Degree Name

Bachelor of Arts (Honours)


School of Humanities and Social Inquiry


Acute rheumatic fever (ARF) and rheumatic heart disease (RHD) are autoimmune conditions caused by Group A Streptococcus (Group A Strep) infections. ARF/RHD are mostly eradicated from the Global North yet are endemic in many remote Aboriginal and Torres Strait Islander communities of Australia. The risk factors for ARF/RHD are similar to the material conditions of poverty, including overcrowded housing and poor access to health services. Despite extensive interventions, surveillance, and evaluation of these conditions over many years, an entrenched experience of illness persists due to a complex array of social, material, political, cultural, and economic factors.
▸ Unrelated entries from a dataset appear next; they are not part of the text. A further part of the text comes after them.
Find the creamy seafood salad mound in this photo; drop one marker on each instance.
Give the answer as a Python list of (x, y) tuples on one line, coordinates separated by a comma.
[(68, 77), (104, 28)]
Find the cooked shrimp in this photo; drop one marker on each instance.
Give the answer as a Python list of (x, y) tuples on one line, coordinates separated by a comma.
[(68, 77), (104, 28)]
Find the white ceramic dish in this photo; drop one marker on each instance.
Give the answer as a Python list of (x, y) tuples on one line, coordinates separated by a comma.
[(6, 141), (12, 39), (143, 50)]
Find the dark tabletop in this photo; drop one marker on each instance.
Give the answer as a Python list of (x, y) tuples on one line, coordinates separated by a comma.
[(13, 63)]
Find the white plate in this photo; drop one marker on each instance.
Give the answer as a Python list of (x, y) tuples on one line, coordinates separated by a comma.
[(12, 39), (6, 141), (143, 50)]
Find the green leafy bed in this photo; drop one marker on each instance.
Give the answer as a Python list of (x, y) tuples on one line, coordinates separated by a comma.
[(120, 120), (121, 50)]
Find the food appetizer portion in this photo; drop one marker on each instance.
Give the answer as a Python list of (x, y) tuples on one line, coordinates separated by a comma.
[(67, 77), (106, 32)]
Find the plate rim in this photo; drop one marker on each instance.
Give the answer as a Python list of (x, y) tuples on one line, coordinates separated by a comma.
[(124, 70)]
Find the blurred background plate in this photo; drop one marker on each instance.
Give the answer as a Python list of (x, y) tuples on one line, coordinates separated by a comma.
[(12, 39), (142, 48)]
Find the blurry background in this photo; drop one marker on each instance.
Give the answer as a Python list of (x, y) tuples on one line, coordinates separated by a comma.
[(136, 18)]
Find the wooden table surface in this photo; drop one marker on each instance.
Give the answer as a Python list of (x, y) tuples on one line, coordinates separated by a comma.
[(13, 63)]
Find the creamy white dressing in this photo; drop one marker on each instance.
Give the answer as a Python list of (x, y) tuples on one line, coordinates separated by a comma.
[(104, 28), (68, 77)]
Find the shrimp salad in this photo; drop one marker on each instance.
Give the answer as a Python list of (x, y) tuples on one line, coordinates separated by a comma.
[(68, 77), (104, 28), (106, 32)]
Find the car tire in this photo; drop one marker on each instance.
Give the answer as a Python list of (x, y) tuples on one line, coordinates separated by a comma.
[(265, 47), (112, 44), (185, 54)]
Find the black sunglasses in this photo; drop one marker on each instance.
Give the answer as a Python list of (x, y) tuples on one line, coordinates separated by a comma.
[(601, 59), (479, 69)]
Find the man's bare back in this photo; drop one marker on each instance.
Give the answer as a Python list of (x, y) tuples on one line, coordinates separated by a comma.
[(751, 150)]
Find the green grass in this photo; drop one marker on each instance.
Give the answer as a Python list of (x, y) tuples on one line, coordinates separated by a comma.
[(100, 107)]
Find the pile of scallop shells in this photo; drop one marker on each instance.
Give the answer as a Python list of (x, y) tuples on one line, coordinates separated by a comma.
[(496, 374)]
Using actor network theory (ANT) as a primary analytical lens I will examine processes leading to the current socio-technical network conformation of ongoing ARF/RHD. I focus on three nodes, each centring on a different element of this network: firstly, benzylpenicillin G (BPG) antibiotics used for prevention, secondly, echocardiograms (ECGs) used for diagnosis and screening, and finally, Group A Strep vaccines that are yet to be developed into a useable product. For each node I analyse the scientific, policy, and sociological literature by mapping and tracing associated human and non-human elements and considering how their configurations have changed over time. Further, I explore the contingent ways in which these nodes have become important elements in temporarily stabilised network conformations. Despite the persistent and embedded presence of ARF/RHD in remote Indigenous communities for many decades, the dynamic nature of the network reveals that this is not an inevitable inequality. Rather, there is vast potential for socially just change through local Indigenous-led approaches to holistic healthcare.



Unless otherwise indicated, the views expressed in this thesis are those of the author and do not necessarily represent the views of the University of Wollongong.